Monday, January 28, 2008

What were you doing when you found out???

I would like if everyone would be willing to share what they were doing when they heard the news about our beloved friend, and prophet passed away! please keep your comments "clean" of course and please share if willing to do so.




I had been having a really stressful/crazy week...I was sitting in my room, on my bed, lights off, with a roommate. We were talking about different things...One in particular was about a problem we both have with opening up to people--I, personally, was trying to sort out the psychological stresses I was going through. I had texted my mom about a familial question a while before, but as I was talking with my roommate, my mom called.
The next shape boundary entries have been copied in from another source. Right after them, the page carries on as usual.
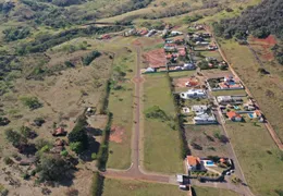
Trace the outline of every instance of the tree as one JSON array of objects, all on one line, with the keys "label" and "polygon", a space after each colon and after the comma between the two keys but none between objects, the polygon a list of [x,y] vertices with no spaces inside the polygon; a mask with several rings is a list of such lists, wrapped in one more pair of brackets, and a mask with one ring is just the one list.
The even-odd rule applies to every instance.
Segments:
[{"label": "tree", "polygon": [[8,142],[12,143],[14,147],[19,147],[27,143],[27,139],[23,137],[19,132],[9,128],[5,131],[5,138]]},{"label": "tree", "polygon": [[81,154],[84,150],[84,146],[81,142],[71,143],[70,148],[76,154]]},{"label": "tree", "polygon": [[60,156],[44,154],[37,166],[39,181],[60,181],[66,177],[71,166]]},{"label": "tree", "polygon": [[20,99],[23,102],[23,105],[28,107],[30,110],[35,110],[42,107],[42,103],[39,102],[37,97],[21,97]]}]

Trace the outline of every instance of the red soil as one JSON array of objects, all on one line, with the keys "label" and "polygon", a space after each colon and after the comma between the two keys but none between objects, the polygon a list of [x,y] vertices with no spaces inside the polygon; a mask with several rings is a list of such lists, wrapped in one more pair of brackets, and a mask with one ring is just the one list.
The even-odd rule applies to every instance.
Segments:
[{"label": "red soil", "polygon": [[110,133],[110,140],[114,143],[122,143],[125,128],[122,126],[112,126]]},{"label": "red soil", "polygon": [[274,36],[270,35],[264,39],[259,39],[253,37],[250,39],[250,45],[255,47],[259,47],[259,50],[261,51],[260,56],[263,60],[271,61],[274,59],[274,56],[272,51],[270,50],[274,45],[276,44],[276,39]]},{"label": "red soil", "polygon": [[167,64],[164,49],[156,49],[144,53],[143,56],[150,68],[164,66]]}]

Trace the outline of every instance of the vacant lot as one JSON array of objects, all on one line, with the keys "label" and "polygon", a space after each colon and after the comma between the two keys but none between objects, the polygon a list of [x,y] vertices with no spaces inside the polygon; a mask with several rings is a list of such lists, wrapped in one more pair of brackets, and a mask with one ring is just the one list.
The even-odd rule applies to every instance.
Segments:
[{"label": "vacant lot", "polygon": [[[278,149],[262,124],[226,124],[239,164],[255,195],[282,192],[283,152]],[[269,183],[267,183],[269,182]],[[272,183],[270,183],[272,182]]]},{"label": "vacant lot", "polygon": [[[147,75],[145,82],[145,110],[158,106],[164,113],[175,115],[170,84],[165,74]],[[183,171],[180,158],[177,130],[159,119],[145,119],[145,168],[149,171],[176,173]]]},{"label": "vacant lot", "polygon": [[221,188],[210,188],[210,187],[197,187],[194,186],[194,196],[237,196],[238,194],[235,192],[231,192],[229,189],[221,189]]},{"label": "vacant lot", "polygon": [[221,140],[222,135],[219,125],[186,125],[187,143],[194,156],[230,157],[227,144]]},{"label": "vacant lot", "polygon": [[106,179],[103,196],[185,196],[177,186],[168,184],[146,183],[140,181],[126,181]]},{"label": "vacant lot", "polygon": [[[131,52],[130,52],[131,51]],[[134,83],[131,81],[136,65],[136,52],[132,48],[121,48],[115,54],[113,77],[116,70],[125,73],[118,85],[112,86],[109,97],[109,111],[113,113],[112,132],[110,135],[110,155],[108,167],[126,169],[130,167],[131,135],[133,127],[133,90]]]},{"label": "vacant lot", "polygon": [[275,71],[270,66],[268,71],[272,71],[272,75],[262,75],[258,72],[260,65],[246,46],[223,40],[221,46],[229,61],[258,101],[260,109],[283,139],[283,91],[281,89],[283,83],[280,75],[282,71]]}]

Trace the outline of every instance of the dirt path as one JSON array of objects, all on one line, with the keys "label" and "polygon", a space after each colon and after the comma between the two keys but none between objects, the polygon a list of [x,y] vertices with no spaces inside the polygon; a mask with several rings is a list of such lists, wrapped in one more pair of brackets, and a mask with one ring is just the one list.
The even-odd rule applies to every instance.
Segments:
[{"label": "dirt path", "polygon": [[[140,75],[140,62],[142,62],[142,49],[136,47],[137,52],[137,64],[136,74],[132,79],[135,83],[135,95],[134,95],[134,125],[132,134],[132,164],[127,170],[113,170],[108,169],[102,172],[104,176],[114,179],[130,179],[130,180],[143,180],[148,182],[159,182],[159,183],[173,183],[174,176],[147,173],[143,170],[140,154],[143,154],[143,145],[140,144],[140,98],[143,93],[140,90],[144,78]],[[173,183],[174,184],[174,183]]]}]

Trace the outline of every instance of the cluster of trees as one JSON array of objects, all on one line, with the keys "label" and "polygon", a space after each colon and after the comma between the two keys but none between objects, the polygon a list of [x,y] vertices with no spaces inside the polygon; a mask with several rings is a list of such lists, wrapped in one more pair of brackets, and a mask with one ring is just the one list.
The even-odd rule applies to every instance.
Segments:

I was talking with her on the phone when I received a text from a dear, dear friend of mine who asked whether I'd "heard the sad news". I didn't recognize the number, as it was on a new phone, so I texted back that I hadn't heard anything. I blew it off...About fifteen minutes later, I received another text from another very, very close friend. It broke the news. At this point, I was still on the phone with my mom and my roommate was still in the room. As I read the news, everything around me disappeared. I finally reacted: I gasped and immediately started to cry. The only thing I could say was, "No. No, no. Oh, no." I tried to formulate coherent sentences and tell my mom what had happened. I handed the text to my roommate so she could read it...She gasped and had basically the same reaction I did. She left my room to go to her room and tell our other roommate...I talked with my mom for a little longer, trying to get online to any news site to find the news...All of them were having a really hard time being accessed. There were too many people online, doing the same thing. I went down to the lobby of our building, where several people were watching the breaking news special that had interrupted a television show. We watched that through and talked...This was all right before my ward had ward prayer; it happened to be in the lobby of my building. We sat through ward prayer, sharing memories and testimonies, singing "We Thank Thee, O God, For a Prophet," and just being there together as a ward of young people at BYU, holding each other and rejoicing on President Hinkley's behalf as well as mourning the world's loss of a wonderful man. An experience I will never forget.

1 comment:

Anonymous said...

I had left my family in Utah for a job that i am taking in San Francisco. My evening was very lonely thinking of my family and life. My buddy is going to the U of U Law School and got a text from someone and immediatly texted me. I found out as much as i could and called my wife and texted a few other family and friends. I recieved a testimony of the church under his council and served my mission and married in the Los Angeles Temple under his direction. I feel as though he is my Prophet. I knelt down and thanked my Father for a wonderful man. I thought of the reunion with his beautiful wife more than anything. What an amazing man. Suddenly i did not feel lonely. My thoughts and prayers are with his family and am grateful to have stood with such a man.